Jersey Post, the postal service for the English Channel island of Jersey, is marking the 70th anniversary of the D-Day invasion with a set of six stamps depicting the military operation, which took place a few dozen miles away on the Normandy mainland.
Under the codename Operation Overlord 150,000 soldiers of the Allied Forces of Britain, America, Canada, and France attacked German forces on the coast of Normandy, France. This famous World War II campaign became known as D-Day, or the Invasion of Normandy and the cross-Channel operations which placed all naval issues under the command of Admiral Betram, were given the name Operation Neptune. The landings commenced on 6 June 1944. In preparation for the invasion, the Allies had amassed troops and equipment in Britain whilst increasing air strikes and bombings on crucial strategic targets in order to hinder the Germans’ progress across Europe. With the advantage of the light of a full moon, the attack began shortly after midnight with an airborne assault during which paratroopers landed behind enemy lines to destroy key targets and capture bridges. Then, thousands of planes dropped bombs on German defences and warships began to bombard the beaches from the sea. Meanwhile, the main invasion force of over 6,000 ships carrying troops, weapons, tanks and equipment approached the beaches of Normandy.

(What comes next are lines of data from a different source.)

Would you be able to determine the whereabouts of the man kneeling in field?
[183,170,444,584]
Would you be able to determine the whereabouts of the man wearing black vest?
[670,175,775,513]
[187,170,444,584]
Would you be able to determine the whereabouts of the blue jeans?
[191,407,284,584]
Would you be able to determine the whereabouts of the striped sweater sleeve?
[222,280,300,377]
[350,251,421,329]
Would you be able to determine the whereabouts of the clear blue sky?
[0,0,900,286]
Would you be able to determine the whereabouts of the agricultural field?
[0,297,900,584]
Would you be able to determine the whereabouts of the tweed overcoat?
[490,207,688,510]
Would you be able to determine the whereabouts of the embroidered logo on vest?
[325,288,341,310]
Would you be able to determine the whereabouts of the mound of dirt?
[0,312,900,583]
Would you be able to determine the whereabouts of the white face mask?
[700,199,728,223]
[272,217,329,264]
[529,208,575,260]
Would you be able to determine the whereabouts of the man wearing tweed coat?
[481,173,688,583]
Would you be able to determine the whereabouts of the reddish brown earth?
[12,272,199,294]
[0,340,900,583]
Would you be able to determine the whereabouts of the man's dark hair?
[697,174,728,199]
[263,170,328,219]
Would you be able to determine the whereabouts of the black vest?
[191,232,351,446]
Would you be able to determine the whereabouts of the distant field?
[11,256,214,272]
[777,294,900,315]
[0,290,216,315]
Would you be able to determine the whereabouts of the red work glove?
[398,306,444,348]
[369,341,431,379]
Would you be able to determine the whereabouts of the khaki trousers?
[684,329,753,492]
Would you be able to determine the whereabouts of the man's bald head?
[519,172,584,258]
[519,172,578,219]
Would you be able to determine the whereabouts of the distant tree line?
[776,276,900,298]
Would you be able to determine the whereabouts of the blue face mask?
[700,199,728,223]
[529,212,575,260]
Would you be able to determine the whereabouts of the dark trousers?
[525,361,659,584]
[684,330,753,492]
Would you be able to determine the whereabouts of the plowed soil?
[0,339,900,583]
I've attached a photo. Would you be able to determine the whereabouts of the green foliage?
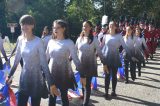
[0,0,160,39]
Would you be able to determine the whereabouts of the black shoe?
[111,91,117,97]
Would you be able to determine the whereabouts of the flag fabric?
[0,63,10,85]
[102,53,125,80]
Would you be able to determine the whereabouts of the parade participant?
[76,21,104,106]
[102,21,135,99]
[6,15,59,106]
[93,23,101,38]
[135,26,149,76]
[9,32,24,67]
[118,16,126,36]
[123,26,137,83]
[98,15,108,46]
[147,22,156,59]
[46,20,82,106]
[41,26,52,50]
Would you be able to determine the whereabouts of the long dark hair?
[80,21,93,44]
[53,19,69,39]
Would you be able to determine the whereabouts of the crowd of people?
[0,15,160,106]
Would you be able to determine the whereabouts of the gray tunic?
[102,34,130,68]
[76,37,104,76]
[9,36,53,97]
[46,39,81,88]
[135,37,148,62]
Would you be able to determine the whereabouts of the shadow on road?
[113,95,160,106]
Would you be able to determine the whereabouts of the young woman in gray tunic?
[135,27,149,76]
[123,26,137,84]
[102,21,134,99]
[0,36,9,70]
[76,21,104,106]
[46,20,82,106]
[7,15,58,106]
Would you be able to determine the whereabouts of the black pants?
[136,62,141,76]
[105,67,118,94]
[18,92,41,106]
[49,88,69,106]
[82,77,92,106]
[124,59,136,82]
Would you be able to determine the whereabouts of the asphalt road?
[11,49,160,106]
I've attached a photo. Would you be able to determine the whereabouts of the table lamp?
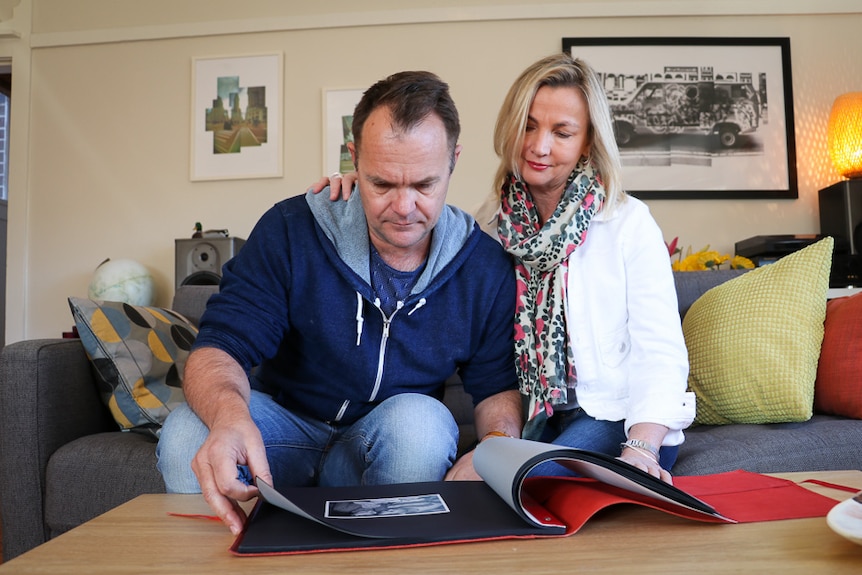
[818,92,862,287]
[828,92,862,179]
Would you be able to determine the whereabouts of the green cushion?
[683,238,833,425]
[69,297,197,436]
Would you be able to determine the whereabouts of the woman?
[310,54,695,482]
[480,54,695,482]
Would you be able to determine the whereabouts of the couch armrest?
[0,339,106,559]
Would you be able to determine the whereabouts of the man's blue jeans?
[156,391,458,493]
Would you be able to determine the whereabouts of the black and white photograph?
[325,493,449,519]
[563,38,798,199]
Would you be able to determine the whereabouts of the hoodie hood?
[305,186,474,293]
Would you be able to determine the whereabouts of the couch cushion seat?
[672,415,862,475]
[45,431,165,537]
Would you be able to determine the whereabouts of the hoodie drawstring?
[356,292,365,347]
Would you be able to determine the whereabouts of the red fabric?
[525,471,837,534]
[224,471,856,557]
[814,294,862,419]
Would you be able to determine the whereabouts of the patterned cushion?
[814,294,862,419]
[69,297,197,436]
[683,238,833,424]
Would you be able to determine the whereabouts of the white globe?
[87,259,156,305]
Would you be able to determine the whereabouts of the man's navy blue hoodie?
[195,190,517,424]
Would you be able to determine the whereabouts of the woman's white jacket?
[566,197,695,445]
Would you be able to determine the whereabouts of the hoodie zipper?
[368,298,404,401]
[352,292,426,410]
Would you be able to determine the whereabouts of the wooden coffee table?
[0,471,862,575]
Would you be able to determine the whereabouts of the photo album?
[231,437,734,556]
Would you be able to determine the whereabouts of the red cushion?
[814,293,862,419]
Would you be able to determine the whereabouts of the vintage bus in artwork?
[611,80,762,148]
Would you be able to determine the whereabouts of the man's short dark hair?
[353,71,461,167]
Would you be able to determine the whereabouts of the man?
[158,72,522,533]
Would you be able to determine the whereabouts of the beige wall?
[0,0,862,342]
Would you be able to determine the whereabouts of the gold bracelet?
[620,439,659,462]
[479,429,512,443]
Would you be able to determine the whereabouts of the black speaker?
[819,179,862,255]
[174,237,245,287]
[818,180,862,287]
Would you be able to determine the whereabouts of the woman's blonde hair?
[493,53,625,209]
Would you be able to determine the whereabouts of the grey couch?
[0,271,862,560]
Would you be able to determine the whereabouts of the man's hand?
[183,347,272,535]
[308,172,357,202]
[192,419,272,535]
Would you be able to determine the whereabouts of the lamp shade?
[828,92,862,178]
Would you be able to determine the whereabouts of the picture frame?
[323,88,364,175]
[190,52,284,181]
[563,37,799,200]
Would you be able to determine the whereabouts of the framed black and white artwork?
[563,37,798,199]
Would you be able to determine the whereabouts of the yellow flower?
[671,242,754,272]
[730,256,754,270]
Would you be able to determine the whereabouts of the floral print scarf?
[497,158,605,439]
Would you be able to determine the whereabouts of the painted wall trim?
[30,0,862,48]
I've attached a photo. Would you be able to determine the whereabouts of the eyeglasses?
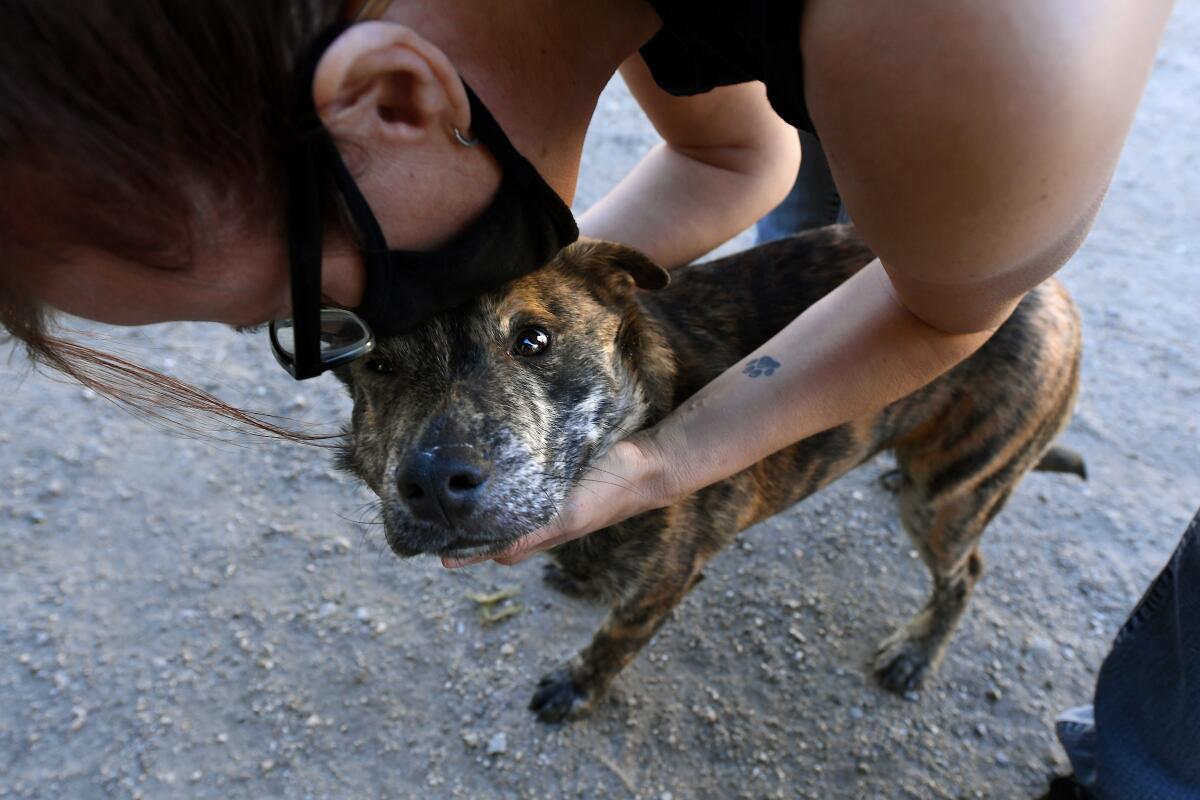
[269,0,389,380]
[269,308,374,380]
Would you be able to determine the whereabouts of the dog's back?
[532,225,1080,720]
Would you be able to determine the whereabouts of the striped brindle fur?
[333,225,1082,721]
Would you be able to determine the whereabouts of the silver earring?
[450,128,479,148]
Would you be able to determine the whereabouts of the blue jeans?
[755,131,850,245]
[1057,511,1200,800]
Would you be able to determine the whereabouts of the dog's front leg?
[529,559,703,722]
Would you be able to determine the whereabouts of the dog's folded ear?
[575,239,671,290]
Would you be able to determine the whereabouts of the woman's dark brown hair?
[0,0,344,438]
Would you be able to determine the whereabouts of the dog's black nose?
[398,445,492,527]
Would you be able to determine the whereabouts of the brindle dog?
[340,221,1081,721]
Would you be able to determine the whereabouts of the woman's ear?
[312,23,470,144]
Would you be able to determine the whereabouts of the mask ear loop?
[450,128,479,148]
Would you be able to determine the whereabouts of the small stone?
[71,705,88,733]
[487,732,509,756]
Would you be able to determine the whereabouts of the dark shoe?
[1038,775,1092,800]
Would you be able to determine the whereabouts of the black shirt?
[641,0,814,132]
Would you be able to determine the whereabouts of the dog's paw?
[529,667,595,722]
[541,564,598,600]
[872,627,936,694]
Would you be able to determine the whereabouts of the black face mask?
[272,28,580,379]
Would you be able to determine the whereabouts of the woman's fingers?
[442,441,664,569]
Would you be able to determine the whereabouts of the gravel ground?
[0,7,1200,800]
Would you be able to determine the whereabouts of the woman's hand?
[442,431,673,569]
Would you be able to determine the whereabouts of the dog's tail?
[1033,446,1087,481]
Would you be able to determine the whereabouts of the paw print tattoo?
[742,355,782,378]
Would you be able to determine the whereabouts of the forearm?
[648,260,991,501]
[580,136,796,266]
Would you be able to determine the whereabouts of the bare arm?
[451,0,1170,563]
[580,55,800,266]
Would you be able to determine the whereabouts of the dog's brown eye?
[512,327,550,356]
[362,359,396,375]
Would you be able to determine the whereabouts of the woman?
[0,0,1185,796]
[0,0,1171,564]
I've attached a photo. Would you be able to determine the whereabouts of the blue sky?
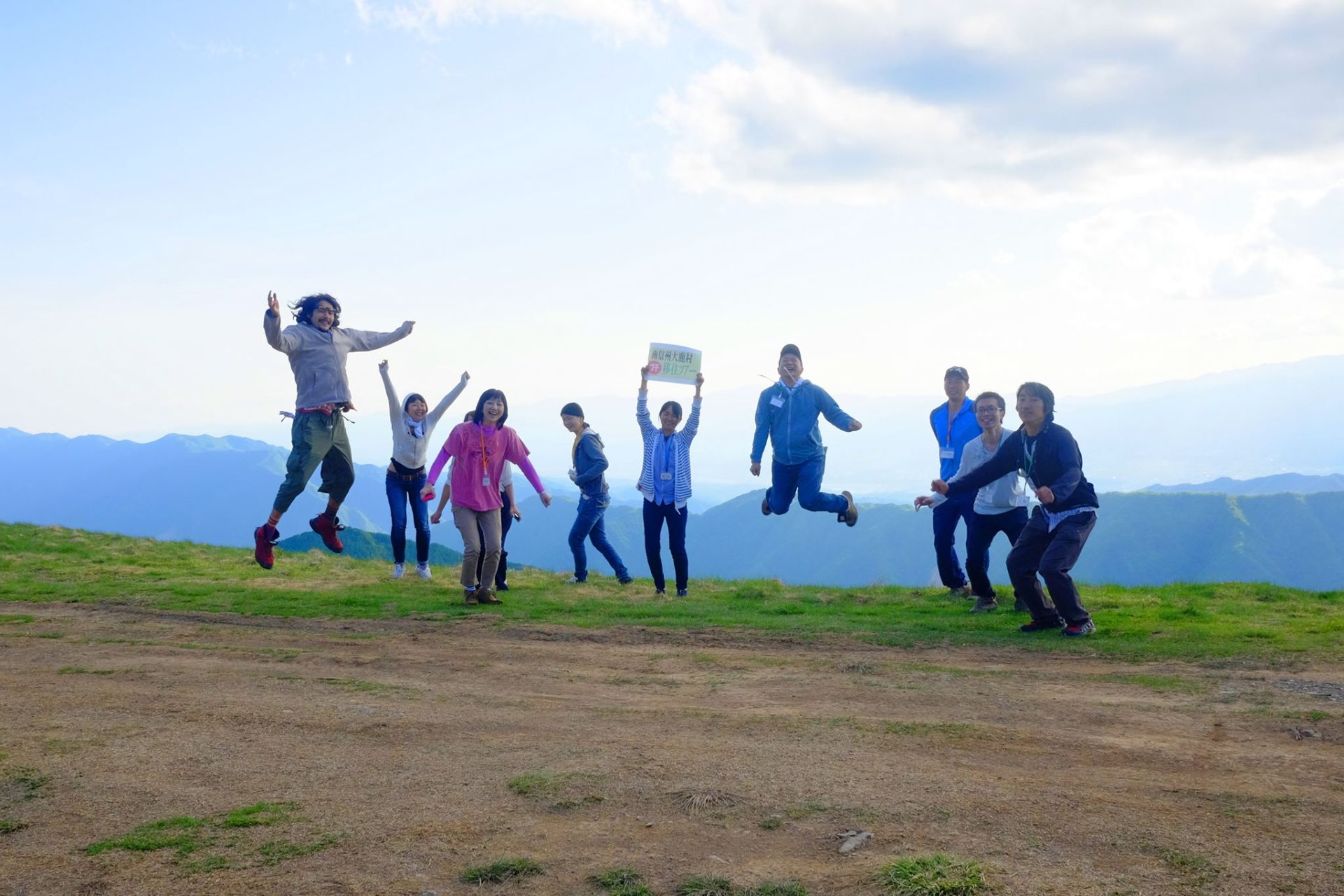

American troops landed at and took Omaha and Utah beaches; the fighting at Omaha beach was particularly fierce and many US soldiers lost their lives. British and Canadian troops landed at Sword, Gold and Juno Beach. By the end of D-Day over 150,000 troops had landed in Normandy, pushing their way inland to force the Germans out of France. By 17 June 1944, over 500,000 Allied troops had arrived and D-Day was remembered as being a key turning point of World War II in Europe.